Me puedo imaginar lo que Huntington hubiera dicho del México de hoy: que las instituciones son muy débiles y que su desarrollo y fortalecimiento es mucho más importante que la democracia porque esta última no tiene viabilidad en la medida en que las instituciones existentes no gozan de legitimidad, no son reconocidas como válidas por la población o, simplemente, son inefectivas. Pongamos al poder judicial para lo primero, a las instituciones electorales para lo segundo y a las policías para lo tercero y el argumento del profesor parecería impecable.
Según Huntington, la relevancia de una institución yace en dos principios elementales: el primero es capacidad administrativa. El segundo es confiabilidad y predictibilidad. Lo segundo es imposible sin lo primero. Su análisis del desarrollo político, su libro seminal, establecía que la esencia del desarrollo no reside en la democracia per se sino en la existencia de un sistema de gobierno que funciona, que mantiene el orden y que hace posible el desarrollo económico. En su visión, un sistema de gobierno funcional es uno que construye y desarrolla instituciones capaces de administrar y, con ello, crear certidumbre y predictibilidad. En este sentido, las instituciones se tornan en medios a través de los cuales los integrantes de una sociedad interactúan y resuelven sus diferendos, todo ello hecho efectivo con la capacidad coercitiva del Estado.
El sistema priista creó una extraordinaria capacidad para administrar y gobernar una sociedad relativamente simple. Lo hacía no por medio de instituciones sino a través de una estructura de intercambios de lealtades. Era, como decía Susan Kaufman Purcell, un sistema transaccional no institucionalizado. El fracaso, y colapso gradual, de ese sistema a partir de 1968 se debió a su incapacidad para construir instituciones que suplantaran a los arreglos personales y a la decisión unipersonal del presidente.

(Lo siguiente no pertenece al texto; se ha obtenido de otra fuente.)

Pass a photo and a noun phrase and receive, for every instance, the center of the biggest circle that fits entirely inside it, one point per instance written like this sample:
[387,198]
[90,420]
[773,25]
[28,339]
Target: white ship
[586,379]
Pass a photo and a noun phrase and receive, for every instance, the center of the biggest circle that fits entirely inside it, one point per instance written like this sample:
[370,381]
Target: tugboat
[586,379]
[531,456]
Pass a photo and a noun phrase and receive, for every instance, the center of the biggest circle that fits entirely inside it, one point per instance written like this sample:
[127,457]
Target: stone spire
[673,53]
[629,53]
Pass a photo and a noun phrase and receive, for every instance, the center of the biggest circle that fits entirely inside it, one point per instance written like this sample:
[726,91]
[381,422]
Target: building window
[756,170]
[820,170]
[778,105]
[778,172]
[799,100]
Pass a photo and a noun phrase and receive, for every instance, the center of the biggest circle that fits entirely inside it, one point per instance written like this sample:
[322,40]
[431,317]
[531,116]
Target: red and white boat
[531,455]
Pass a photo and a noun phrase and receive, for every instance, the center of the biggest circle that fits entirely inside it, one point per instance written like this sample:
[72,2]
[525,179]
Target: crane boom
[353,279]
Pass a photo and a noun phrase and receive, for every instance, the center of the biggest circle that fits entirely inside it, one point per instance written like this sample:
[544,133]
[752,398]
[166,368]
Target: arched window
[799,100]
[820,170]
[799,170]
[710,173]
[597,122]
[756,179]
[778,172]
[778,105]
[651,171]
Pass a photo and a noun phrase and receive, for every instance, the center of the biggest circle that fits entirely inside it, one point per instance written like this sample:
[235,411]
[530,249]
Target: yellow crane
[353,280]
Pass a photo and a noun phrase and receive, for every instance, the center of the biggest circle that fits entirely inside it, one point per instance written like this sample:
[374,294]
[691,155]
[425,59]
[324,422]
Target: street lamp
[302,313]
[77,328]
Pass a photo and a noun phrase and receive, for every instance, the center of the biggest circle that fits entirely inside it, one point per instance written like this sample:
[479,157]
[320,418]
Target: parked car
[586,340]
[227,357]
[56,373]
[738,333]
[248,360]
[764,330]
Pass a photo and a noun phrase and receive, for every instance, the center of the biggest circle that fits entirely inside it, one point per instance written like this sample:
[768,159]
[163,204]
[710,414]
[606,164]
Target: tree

Por más que se han construido instituciones electorales, aprobado una monumental reforma judicial y hecho intentos honestos por enfrentar nuestros problemas, el país no cuenta con la capacidad para dirimir disputas, mantener el orden y fundamentar su capacidad de desarrollo. En la medida en que la lealtad sigue siendo a personas y no a instituciones, no existe confiabilidad alguna. Se podrán aprobar reformas energéticas y de otro tipo, pero el país no avanzará mientras no cuente con un sistema de gobierno confiable que dependa no de la habilidad de una persona sino de la fortaleza de sus instituciones.
Ahí yace el dilema del PAN: concentrarse en un conjunto de reformitas electorales irrelevantes que no tienen la menor posibilidad de incidir en la construcción de una sociedad institucionalizada y democrática o reconocer la oportunidad que el momento le ha puesto en la palestra. El PAN tiene dos posibilidades. Una, en congruencia con su historia, entrañaría avanzar hacia una reforma verdaderamente transformadora que construya mecanismos efectivos de representación para la ciudadanía y garantías a sus derechos, límites a la acción gubernamental, sobre todo a los cambios a modo en las leyes y, en una palabra, una verdadera revolución de la estructura del poder en el país. O sea, construir un sistema moderno de gobierno para los ciudadanos.
La alternativa a una transformación política en grande sería utilizar el enorme poder que le confiere la reforma energética (pasado ese voto el gobierno ya no necesita al PAN para nada) para intercambiar su voto por una reforma fiscal integral que limite al gobierno y al gasto, amplíe la base fiscal y siente las bases para un crecimiento acelerado.